Western Blotting and Amplification Analysis for XPA Using FISH

Protein harvest, Western blotting procedure, and FISH were performed as previously described (Kersemaekers et al, 2002). The XPA probe for FISH was derived from BAC clone RP11–414C23. A cut-off level of ≥ 10 signals per nucleus was chosen to assess amplification of the gene locus. Only intact nuclei of a minimum of 20 cells were scored.

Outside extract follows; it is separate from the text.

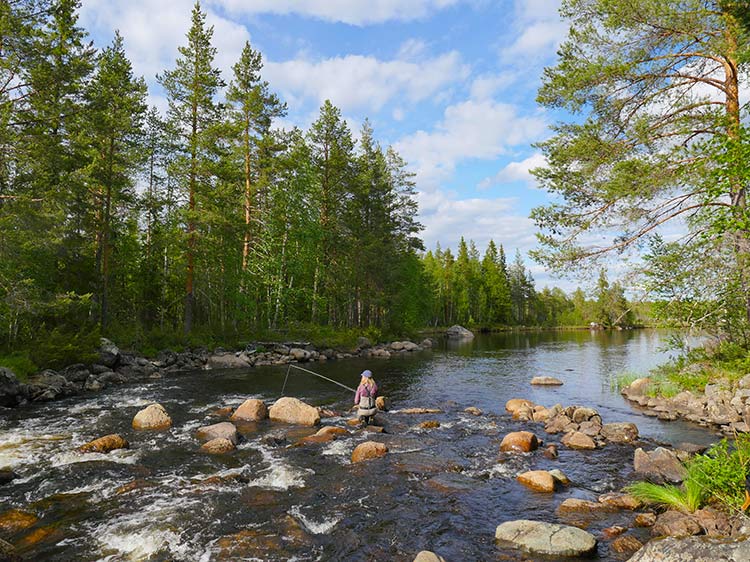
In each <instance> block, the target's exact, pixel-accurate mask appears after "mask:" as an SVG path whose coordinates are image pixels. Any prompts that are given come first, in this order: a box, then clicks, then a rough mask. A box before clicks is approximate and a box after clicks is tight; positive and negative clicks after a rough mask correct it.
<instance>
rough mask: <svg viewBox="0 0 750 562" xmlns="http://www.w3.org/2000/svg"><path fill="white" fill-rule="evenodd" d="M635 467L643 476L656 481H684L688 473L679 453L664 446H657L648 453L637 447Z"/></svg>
mask: <svg viewBox="0 0 750 562" xmlns="http://www.w3.org/2000/svg"><path fill="white" fill-rule="evenodd" d="M633 468H634V469H635V471H636V472H637V473H639V474H640V475H641V476H645V477H646V478H648V479H649V480H651V481H653V482H656V483H661V482H674V483H678V482H682V481H683V480H684V478H685V474H686V472H685V467H684V466H682V463H681V462H680V461H679V459H678V458H677V455H676V454H675V453H674V452H672V451H670V450H669V449H665V448H663V447H657V448H656V449H654V450H653V451H651V452H648V453H647V452H646V451H644V450H643V449H641V448H638V449H636V450H635V455H634V456H633Z"/></svg>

Cisplatin Treatment and Toxicity, Resistance Assay, and Cytotoxicity Assay

In vitro cytotoxicity was determined by the 3-(4,5-dimethylthiazol-2-yl)-2,5-diphenyltetrazoliumbromide- (MTT-)assay (MTT-assay), which was performed according to standard protocols. One-thousand cells/well were seeded in 96-well plates 8-fold, left to attach overnight, and were exposed to cisplatin in increasing concentration continuously for further 72 hours. The cisplatin-containing medium was carefully removed, replaced by medium containing MTT (Sigma), and incubated for 4 hours at 37° C. The tetrazolium salt was dissolved in DMSO, and the extinction was measured at 570 nm on a Bio-Rad ELISA-reader. The results are expressed relative to the extinction of the cells grown in the absence of cisplatin.

Induction of Drug Resistance

Cells were treated in increasing sublethal doses of cisplatin (ranging from 0.6 μm to 2.0 μm) for 2 hours, transferred to normal medium, and grown for 2 weeks before re-exposure to cisplatin. Exposure at each dose level was repeated three times.